И сбивчивый нарастающий топот, и захлебнувшееся от радости «Спа-а-се-ны-ы!..», и редкие грузные шаги, и красный огонек, в лад им метавшийся из стороны в сторону, были настолько неожиданными, что каждый из четырех подумал: чудится мне, бред… И лишь когда рядом с Комарниковым грохнулся обессилевший, задохнувшийся от бега и радости шахтер, все увидели, что перед ними не прибредившийся — настоящий Ляскун, а придя в себя окончательно — бросились навстречу красному огоньку, который и раскачивался и приближался все медленнее и медленнее.

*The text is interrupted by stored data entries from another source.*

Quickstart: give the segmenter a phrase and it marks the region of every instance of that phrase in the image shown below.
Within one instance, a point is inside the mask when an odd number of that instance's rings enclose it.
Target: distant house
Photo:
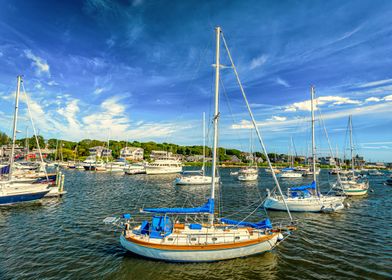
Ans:
[[[228,160],[228,162],[241,162],[241,160],[236,155],[229,156],[229,157],[230,160]]]
[[[95,157],[111,157],[112,156],[112,150],[105,148],[103,146],[96,146],[88,149],[90,152],[90,156],[95,156]]]
[[[9,157],[11,155],[11,149],[12,149],[12,145],[1,146],[0,147],[0,157],[9,159]],[[19,147],[18,145],[15,145],[15,149],[14,149],[15,158],[23,157],[24,156],[23,151],[24,151],[23,147]]]
[[[336,165],[336,160],[333,157],[321,157],[319,162],[323,165]]]
[[[125,147],[120,150],[120,158],[126,160],[139,161],[143,160],[144,149],[137,147]]]
[[[202,155],[187,156],[186,161],[187,162],[200,162],[200,161],[203,161],[203,156]]]

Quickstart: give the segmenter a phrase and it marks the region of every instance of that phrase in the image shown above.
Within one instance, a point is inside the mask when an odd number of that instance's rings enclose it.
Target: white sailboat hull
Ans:
[[[311,198],[286,198],[286,203],[290,211],[293,212],[322,212],[325,208],[338,208],[344,201],[342,196],[322,196],[320,199]],[[286,206],[282,199],[267,197],[264,207],[271,210],[286,211]]]
[[[241,174],[238,176],[240,181],[256,181],[259,175],[257,174]]]
[[[211,176],[193,175],[177,178],[176,185],[207,185],[211,184]],[[219,183],[219,177],[215,178],[215,184]]]
[[[278,178],[302,178],[302,173],[282,172],[276,175]]]
[[[249,246],[217,250],[209,250],[208,246],[205,246],[205,250],[166,250],[150,248],[130,242],[124,237],[124,235],[121,235],[120,242],[121,245],[128,251],[151,259],[168,262],[213,262],[241,258],[270,251],[278,242],[278,235],[276,234],[267,241]]]

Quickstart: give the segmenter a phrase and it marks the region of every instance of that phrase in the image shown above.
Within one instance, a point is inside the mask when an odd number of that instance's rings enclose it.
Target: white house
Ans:
[[[125,147],[120,150],[120,158],[124,158],[126,160],[143,160],[144,149],[137,147]]]

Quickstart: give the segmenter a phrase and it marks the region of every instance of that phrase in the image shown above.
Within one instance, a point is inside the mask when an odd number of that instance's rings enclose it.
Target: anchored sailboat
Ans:
[[[353,144],[353,123],[352,116],[348,118],[348,128],[350,131],[350,152],[351,152],[351,172],[342,176],[338,171],[338,182],[334,185],[340,193],[348,196],[365,195],[369,189],[369,182],[355,175],[354,144]]]
[[[43,198],[49,191],[49,184],[17,183],[13,180],[15,141],[18,123],[19,95],[22,77],[17,77],[15,94],[14,124],[12,132],[12,148],[8,169],[8,181],[0,181],[0,205],[14,204]]]
[[[316,145],[314,131],[314,87],[311,87],[311,119],[312,119],[312,170],[316,170]],[[286,205],[290,211],[298,212],[327,212],[344,208],[344,196],[332,194],[323,195],[317,185],[316,172],[312,172],[313,182],[309,185],[292,187],[286,195],[268,192],[264,207],[272,210],[285,210]]]
[[[206,175],[206,128],[205,113],[203,113],[203,166],[201,170],[184,171],[183,175],[176,178],[176,185],[208,185],[212,182],[212,176]],[[197,174],[195,174],[197,173]],[[215,183],[219,183],[219,177],[215,177]]]
[[[269,219],[252,223],[215,217],[214,182],[217,178],[221,38],[239,82],[237,71],[220,27],[217,27],[215,31],[215,108],[213,118],[214,140],[211,195],[208,201],[200,207],[142,209],[143,213],[152,213],[156,216],[153,216],[151,221],[143,221],[135,227],[132,227],[131,215],[124,214],[123,217],[127,221],[125,222],[125,229],[121,234],[120,242],[125,249],[144,257],[172,262],[205,262],[245,257],[273,249],[285,238],[285,235],[288,236],[289,231],[292,229],[292,227],[273,227]],[[263,151],[267,155],[241,84],[240,88]],[[268,155],[267,160],[270,167],[272,167]],[[277,182],[276,178],[275,181]],[[280,189],[279,184],[277,186]],[[170,215],[175,215],[176,220],[171,219]],[[189,223],[187,219],[182,218],[193,215],[198,216],[200,219],[208,217],[208,223]]]

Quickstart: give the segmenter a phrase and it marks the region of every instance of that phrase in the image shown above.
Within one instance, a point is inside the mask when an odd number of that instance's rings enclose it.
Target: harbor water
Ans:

Но и тогда, когда тот огонек упал у «шипуна», Чепель и Тихоничкин все еще не могли поверить, что Марина, Ермак, Пантелей Макарович вышли из той самой «печи», по которой сразу после выброса Чепель и Тихоничкин поднимались на просек, чтобы пробраться в лаву.

Оправясь от изумления, Комарников заметил прежде всего, что Марина, Жур и Ляскун до нитки мокры, И голос Егора Филипповича стал властным:

— Матвей, белье и спецовку — Пантелею Макаровичу. — Повернулся к Тихоничкину: — Ты — Ермаку. А ты, — кивнул Хомуткову, — Марине. — Помедлив, добавил: — И помогите переодеться.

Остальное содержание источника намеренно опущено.